GPU Fractionalization
Introduction
GPU fractionalization is a powerful technique that allows multiple workloads to share a single GPU, maximizing hardware utilization and reducing costs. In many scenarios, a single workload may not fully utilize a GPU’s compute capacity, leading to expensive idle resources. By fractionalizing GPUs, organizations can run multiple smaller workloads on the same physical GPU, improving efficiency and enabling more developers and data scientists to access GPU resources simultaneously. This is particularly valuable for inference workloads, development environments, and training smaller models that don’t require an entire GPU’s resources.
How Saturn Cloud Manages GPU Fractionalization
Saturn Cloud implements GPU fractionalization through NOS, an open-source Kubernetes module that enables efficient GPU sharing through dynamic GPU partitioning. NOS works by intelligently partitioning GPUs based on workload demands, similar to how Kubernetes Cluster Autoscaler manages nodes, but at the GPU resource level.
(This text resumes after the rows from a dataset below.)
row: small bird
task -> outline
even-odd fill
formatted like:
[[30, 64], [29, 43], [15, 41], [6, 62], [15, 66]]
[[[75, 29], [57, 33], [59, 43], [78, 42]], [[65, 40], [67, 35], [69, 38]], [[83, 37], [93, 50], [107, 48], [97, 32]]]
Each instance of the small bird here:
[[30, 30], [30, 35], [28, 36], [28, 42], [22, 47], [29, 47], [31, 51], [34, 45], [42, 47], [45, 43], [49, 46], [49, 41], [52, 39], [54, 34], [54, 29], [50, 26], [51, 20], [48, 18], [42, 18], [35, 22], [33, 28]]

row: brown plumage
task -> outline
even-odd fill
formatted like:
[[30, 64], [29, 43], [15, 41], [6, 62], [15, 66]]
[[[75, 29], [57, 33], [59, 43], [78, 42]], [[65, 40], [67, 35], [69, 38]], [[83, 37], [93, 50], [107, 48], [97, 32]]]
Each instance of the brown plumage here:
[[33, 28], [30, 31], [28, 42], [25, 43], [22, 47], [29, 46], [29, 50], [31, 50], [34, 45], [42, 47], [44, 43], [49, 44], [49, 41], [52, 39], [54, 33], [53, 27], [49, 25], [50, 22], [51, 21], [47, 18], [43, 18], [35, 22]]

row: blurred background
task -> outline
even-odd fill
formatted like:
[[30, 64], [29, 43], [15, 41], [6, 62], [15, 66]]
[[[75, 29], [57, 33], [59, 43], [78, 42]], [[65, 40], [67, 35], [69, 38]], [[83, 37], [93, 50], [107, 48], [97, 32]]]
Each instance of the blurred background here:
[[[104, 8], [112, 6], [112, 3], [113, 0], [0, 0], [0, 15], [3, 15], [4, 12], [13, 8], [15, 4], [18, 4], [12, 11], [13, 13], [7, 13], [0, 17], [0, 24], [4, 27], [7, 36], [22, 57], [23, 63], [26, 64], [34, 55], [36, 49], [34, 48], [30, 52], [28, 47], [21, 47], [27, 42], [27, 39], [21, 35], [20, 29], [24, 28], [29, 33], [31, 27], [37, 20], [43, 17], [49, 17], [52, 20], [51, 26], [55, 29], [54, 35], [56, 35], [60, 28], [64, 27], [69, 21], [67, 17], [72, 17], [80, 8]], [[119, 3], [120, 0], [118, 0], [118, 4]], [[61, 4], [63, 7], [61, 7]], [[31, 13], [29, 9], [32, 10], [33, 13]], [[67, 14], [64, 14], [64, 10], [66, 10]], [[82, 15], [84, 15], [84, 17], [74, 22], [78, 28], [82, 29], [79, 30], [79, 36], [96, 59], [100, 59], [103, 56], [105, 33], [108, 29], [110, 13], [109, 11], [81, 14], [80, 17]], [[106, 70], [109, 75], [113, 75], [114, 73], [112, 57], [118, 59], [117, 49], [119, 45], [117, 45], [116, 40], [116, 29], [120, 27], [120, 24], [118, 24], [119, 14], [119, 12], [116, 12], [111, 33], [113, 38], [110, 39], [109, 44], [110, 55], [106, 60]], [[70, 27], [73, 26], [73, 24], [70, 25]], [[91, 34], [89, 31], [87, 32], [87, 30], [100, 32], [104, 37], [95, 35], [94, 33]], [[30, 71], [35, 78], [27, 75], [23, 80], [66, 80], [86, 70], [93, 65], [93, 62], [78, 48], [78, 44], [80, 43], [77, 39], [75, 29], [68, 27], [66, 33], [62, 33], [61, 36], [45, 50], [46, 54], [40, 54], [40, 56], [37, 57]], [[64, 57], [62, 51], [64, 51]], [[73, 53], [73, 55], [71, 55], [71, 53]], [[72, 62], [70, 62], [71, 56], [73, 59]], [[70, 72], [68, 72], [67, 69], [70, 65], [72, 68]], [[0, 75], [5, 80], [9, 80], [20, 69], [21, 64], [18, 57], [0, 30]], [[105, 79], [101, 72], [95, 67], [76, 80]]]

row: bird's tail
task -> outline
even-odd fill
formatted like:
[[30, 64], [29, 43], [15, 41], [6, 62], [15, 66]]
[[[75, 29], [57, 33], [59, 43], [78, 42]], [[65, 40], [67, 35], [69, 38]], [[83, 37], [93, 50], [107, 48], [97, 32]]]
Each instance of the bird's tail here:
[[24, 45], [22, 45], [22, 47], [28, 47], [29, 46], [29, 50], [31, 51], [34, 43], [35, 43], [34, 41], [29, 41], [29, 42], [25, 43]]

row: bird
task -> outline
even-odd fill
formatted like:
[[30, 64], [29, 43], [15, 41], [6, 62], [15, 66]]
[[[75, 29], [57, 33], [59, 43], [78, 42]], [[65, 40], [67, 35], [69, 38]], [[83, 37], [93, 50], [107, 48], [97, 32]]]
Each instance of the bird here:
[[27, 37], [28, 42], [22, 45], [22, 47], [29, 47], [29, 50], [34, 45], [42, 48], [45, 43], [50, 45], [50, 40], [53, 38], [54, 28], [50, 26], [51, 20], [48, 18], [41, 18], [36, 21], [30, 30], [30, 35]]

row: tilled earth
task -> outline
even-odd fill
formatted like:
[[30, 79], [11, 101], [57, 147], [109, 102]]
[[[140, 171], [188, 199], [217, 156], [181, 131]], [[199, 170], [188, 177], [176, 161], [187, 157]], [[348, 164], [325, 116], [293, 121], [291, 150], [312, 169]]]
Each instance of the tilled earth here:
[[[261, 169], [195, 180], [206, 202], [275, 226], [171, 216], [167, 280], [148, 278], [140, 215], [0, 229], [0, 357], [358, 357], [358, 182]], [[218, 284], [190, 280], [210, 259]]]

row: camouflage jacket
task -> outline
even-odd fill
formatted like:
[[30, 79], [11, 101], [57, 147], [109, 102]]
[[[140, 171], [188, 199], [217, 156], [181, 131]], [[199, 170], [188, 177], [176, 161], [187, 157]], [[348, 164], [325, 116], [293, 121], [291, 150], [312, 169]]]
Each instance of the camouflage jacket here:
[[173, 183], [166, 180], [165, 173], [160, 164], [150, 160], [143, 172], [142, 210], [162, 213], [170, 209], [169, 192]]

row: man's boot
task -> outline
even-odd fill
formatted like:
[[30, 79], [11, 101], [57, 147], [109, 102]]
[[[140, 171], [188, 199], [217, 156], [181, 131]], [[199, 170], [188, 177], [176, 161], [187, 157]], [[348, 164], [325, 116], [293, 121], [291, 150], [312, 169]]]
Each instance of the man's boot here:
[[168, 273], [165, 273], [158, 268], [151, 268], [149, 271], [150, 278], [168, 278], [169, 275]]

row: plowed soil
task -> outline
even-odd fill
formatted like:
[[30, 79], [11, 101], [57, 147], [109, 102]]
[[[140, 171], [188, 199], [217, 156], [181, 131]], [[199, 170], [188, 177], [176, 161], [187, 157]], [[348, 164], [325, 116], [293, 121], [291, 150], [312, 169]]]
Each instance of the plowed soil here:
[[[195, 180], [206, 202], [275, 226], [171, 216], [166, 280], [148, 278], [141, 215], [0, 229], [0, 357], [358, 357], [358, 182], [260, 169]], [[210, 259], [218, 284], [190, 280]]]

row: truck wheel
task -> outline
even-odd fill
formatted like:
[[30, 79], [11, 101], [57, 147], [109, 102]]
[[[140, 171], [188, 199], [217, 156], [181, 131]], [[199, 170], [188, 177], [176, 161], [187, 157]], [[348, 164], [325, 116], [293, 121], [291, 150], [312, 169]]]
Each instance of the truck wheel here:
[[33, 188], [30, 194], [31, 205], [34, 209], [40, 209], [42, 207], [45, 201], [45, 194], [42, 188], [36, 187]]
Key Features of NOS in Saturn Cloud
- Dynamic Partitioning: NOS automatically adjusts GPU partitioning based on pending workloads, maximizing the number of pods that can be scheduled
- Multi-Instance GPU (MIG): Saturn Cloud uses NOS with MIG configuration, providing hardware-level isolation between GPU partitions for maximum security and performance isolation
- Safety First: Never disrupts running workloads - only creates new GPU partitions when resources are available
- Intelligent Scheduling: Uses an internal scheduler to simulate different partitioning configurations and selects the optimal one
This architecture ensures that Saturn Cloud users can efficiently share GPU resources across multiple workloads while maintaining proper isolation and resource guarantees through MIG’s hardware-level partitioning, dramatically improving GPU utilization and reducing costs.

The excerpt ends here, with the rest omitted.